Una più attenta analisi dell'utilizzo della croce in politica viene offerta nel capitolo intitolato, eloquentemente, 'Scudi e crociati'. Nato all'indomani del primo conflitto mondiale, come emblema dell'allora nascente Partito popolare italiano, fondato da Luigi Sturzo, lo scudo crociato è divenuto emblema del partito dominante la scena politica nazionale per decenni, per finire conteso tra i gruppi sorti dalla dissolta Democrazia cristiana cui affermano di ispirarsi. All'utilizzo della croce sono però anche approdate altre formazioni politiche che dell'ideale cristiano non sono certo peculiare espressione. Il recupero di memorie storiche neo-pagane, derivanti da una ipotizzata connotazione celtica del contesto sociale e culturale del nord Italia, è stato associato alla riproposta di idee medievali di autonomia civica, rilette su scala nazionale. Conoscendo quanto sacralizzata fosse la compagine delle comunità medievali, non deve stupire che il vessillo della croce campeggiasse sui carrocci utilizzati nelle battaglie intestine che a lungo insanguinarono i nostri territori. Da lì, riutilizzata spesso a proprio uso e consumo, la croce è tornata a sventolare su bandiere di gruppi politici che si propongono, tra le tante cose, di difendere credenze e valori della civiltà occidentale che, si sa, ha nella religione cristiana il suo tratto distintivo.

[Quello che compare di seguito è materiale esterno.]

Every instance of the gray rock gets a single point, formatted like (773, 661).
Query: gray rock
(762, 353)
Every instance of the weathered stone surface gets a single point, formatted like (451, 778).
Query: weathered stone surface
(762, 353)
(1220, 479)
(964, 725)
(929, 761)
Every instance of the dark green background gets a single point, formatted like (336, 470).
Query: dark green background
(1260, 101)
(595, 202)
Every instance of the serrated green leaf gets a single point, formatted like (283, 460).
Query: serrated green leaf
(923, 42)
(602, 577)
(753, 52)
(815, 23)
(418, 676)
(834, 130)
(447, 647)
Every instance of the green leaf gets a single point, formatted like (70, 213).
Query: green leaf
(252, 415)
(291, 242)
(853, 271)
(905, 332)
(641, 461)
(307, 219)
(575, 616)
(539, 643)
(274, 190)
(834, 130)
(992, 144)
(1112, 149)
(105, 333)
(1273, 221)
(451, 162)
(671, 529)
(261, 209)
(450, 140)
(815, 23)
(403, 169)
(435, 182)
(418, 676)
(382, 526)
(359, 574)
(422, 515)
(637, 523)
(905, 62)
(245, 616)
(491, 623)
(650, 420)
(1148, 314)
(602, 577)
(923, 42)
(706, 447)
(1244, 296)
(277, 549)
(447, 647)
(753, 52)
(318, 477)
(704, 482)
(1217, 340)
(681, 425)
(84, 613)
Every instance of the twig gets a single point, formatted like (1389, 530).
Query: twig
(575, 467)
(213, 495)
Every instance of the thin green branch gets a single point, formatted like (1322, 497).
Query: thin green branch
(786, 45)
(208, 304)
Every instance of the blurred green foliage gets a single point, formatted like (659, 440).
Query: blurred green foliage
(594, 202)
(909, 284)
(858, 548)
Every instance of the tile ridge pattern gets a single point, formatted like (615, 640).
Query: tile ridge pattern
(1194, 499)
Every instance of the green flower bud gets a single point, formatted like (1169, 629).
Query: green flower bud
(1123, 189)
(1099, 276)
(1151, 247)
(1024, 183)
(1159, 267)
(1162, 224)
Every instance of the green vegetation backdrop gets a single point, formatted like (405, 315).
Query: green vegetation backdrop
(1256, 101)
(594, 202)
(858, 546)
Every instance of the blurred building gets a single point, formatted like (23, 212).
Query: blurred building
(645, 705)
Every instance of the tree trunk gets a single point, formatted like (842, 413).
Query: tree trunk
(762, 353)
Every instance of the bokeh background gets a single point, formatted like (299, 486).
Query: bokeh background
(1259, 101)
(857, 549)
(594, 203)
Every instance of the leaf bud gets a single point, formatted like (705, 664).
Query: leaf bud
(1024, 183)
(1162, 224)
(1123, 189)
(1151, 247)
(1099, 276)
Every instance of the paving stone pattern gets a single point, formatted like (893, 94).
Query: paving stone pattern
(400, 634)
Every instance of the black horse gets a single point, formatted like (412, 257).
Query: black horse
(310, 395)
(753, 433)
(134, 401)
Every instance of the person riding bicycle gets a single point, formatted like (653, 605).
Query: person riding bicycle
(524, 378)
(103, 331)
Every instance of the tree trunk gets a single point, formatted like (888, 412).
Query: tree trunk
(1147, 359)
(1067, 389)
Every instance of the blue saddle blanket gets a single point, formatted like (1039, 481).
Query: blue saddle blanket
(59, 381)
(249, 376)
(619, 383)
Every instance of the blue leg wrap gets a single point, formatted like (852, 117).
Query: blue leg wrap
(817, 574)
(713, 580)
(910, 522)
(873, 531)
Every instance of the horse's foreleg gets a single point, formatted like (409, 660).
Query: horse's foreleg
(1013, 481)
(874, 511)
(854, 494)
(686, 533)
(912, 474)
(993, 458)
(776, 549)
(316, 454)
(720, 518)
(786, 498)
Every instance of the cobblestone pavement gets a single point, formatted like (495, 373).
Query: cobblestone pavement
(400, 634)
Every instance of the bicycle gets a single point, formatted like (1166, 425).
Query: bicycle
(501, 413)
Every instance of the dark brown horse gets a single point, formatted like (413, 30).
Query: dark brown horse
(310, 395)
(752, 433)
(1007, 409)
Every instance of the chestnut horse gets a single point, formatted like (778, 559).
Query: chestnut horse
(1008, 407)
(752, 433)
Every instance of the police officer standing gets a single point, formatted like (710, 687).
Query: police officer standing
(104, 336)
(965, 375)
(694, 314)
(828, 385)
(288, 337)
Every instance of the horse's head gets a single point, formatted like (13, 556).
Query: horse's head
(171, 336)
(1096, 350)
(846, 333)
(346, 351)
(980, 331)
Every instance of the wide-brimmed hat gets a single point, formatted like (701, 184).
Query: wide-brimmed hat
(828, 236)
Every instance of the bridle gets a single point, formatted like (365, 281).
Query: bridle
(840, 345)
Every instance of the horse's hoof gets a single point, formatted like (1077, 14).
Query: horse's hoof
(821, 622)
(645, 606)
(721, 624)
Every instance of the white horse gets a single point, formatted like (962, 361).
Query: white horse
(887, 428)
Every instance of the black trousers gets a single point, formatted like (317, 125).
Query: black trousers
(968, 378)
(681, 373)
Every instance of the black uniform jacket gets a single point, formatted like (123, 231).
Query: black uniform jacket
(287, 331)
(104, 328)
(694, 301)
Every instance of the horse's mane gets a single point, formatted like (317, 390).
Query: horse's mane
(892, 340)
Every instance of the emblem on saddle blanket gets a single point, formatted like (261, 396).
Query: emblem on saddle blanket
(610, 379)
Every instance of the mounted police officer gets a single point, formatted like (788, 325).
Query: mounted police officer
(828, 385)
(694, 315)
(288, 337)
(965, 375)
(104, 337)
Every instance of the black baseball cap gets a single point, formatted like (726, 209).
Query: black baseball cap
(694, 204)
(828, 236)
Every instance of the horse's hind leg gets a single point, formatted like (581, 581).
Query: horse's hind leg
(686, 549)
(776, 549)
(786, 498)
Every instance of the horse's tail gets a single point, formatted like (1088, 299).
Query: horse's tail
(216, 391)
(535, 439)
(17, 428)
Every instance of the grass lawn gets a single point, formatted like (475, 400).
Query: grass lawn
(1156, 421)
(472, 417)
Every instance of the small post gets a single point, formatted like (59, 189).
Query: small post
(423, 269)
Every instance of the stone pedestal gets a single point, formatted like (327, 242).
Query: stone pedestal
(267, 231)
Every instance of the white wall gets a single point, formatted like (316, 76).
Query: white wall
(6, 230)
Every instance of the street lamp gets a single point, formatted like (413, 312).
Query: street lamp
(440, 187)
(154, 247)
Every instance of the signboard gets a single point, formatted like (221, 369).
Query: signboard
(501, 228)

Un ultimo e forse più delicato settore resta da indagare, quello dell'utilizzo della croce come elemento dell'abbigliamento personale, o appositamente collocato all'interno di campagne pubblicitarie ed esibito in momenti di spettacolo. Gallini si chiede se si tratti, anche in questo ambito, di una nuova interpretazione del simbolo stesso o non, più propriamente, di uno svuotamento del suo senso. L'attuale utilizzo della croce può, in certi casi, anche giungere a urtare la sensibilità di chi, in essa, vede innanzitutto il segno più grande della propria esperienza di fede. Vi sono ovviamente abbigliamenti di cui la croce è, o dovrebbe essere, parte integrante:  dalla pettorale dei vescovi a quella che i sacerdoti spesso appuntano alle loro giacche. Oggi si riscontra un utilizzo improprio, o per lo meno distante dal primario significato della croce:  più che sulle pareti delle case, la croce va rintracciata all'interno di capi di abbigliamento o di collezioni di oreficeria, impreziosita materialmente, ma privata del suo primario e necessario rimando cristologico.
La ricerca non esaurisce tutti i possibili settori di indagine in cui potrebbe articolarsi un discorso sull'utilizzo della croce, ma offre la possibilità di richiamare all'attenzione del lettore l'importanza che il linguaggio dei segni viene ad assumere nella nostra società.